Talk about people being ready to spontaneously combust..


Because the schools near the Brickyard site are not the schools that are overcrowded....


That's what rezoning is for. Build a high school at Brickyard and call it West Potomac (so that it starts with a W). Rezone western Churchill to West Potomac. Rezone western Whitman to Churchill. Rezone southern Walter Johnson to Whitman. Everyone stays at a W school, everyone's happy.

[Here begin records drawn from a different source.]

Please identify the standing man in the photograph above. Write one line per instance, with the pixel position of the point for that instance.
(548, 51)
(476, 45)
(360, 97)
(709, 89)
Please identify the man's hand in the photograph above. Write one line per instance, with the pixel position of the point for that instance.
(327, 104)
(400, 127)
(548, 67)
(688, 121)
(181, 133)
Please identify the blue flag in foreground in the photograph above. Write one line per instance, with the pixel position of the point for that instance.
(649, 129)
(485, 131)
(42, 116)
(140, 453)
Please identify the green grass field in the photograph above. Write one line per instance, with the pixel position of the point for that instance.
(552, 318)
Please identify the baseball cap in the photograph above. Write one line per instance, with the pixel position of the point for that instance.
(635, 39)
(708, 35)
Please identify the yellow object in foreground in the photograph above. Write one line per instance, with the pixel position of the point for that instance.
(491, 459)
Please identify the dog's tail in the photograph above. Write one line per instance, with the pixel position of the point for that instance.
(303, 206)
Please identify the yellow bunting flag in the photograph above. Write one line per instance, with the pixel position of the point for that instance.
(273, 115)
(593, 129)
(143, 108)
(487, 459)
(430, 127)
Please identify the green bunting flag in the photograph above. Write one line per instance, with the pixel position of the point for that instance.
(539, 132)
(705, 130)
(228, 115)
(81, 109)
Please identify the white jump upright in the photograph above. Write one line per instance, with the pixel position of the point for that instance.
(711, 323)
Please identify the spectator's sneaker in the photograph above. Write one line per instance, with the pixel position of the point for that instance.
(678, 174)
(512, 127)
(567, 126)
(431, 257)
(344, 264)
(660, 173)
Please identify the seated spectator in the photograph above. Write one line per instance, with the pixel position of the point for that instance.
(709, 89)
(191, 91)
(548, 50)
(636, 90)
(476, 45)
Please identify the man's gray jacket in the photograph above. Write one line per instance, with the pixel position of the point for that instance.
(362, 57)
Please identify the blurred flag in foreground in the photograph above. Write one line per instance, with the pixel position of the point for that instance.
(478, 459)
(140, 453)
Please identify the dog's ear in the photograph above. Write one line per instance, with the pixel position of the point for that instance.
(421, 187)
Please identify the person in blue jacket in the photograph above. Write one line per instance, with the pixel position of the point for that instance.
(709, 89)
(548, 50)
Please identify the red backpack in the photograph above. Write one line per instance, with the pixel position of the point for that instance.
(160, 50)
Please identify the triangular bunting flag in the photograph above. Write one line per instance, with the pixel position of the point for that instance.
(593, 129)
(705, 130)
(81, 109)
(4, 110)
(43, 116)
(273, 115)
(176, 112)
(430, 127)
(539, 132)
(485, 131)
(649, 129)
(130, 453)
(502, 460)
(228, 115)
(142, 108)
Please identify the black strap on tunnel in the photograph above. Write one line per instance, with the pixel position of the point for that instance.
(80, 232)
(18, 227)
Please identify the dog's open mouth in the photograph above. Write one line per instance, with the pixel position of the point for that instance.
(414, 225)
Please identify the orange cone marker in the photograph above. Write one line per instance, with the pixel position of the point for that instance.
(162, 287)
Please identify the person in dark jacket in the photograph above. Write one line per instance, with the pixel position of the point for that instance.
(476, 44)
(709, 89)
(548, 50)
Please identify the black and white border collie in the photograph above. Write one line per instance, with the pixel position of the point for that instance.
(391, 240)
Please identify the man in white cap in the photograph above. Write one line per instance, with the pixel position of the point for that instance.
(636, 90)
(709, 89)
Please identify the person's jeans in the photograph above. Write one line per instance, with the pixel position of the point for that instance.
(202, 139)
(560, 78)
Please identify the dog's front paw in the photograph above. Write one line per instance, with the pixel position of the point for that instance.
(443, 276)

You can’t call those people ‘West Potomac’ - they would spontaneously combust with rage after nuclear bombing the rest of us.
They can only be known as ‘Potomac’ aka ‘The REAL Potomac’ or ‘20854- the real part of it’.
Because Potomac used to be a ‘thing’.

West Potomac. Omg- watch out for nuclear warheads.


Marc Elrich visited the Potomac people and promised that nothing would be built on that school property.
At least that is what some in the Potomac community in that area stated on their list-serve.


OK, we'll call it West Rock Run High School.

But surely the people around there wouldn't object to a high school, after stating so emphatically during the soccer imbroglio that it wasn't development they objected to, it was the lack of transparency in leasing the field to MSI when it was supposed to be used for a school? Right?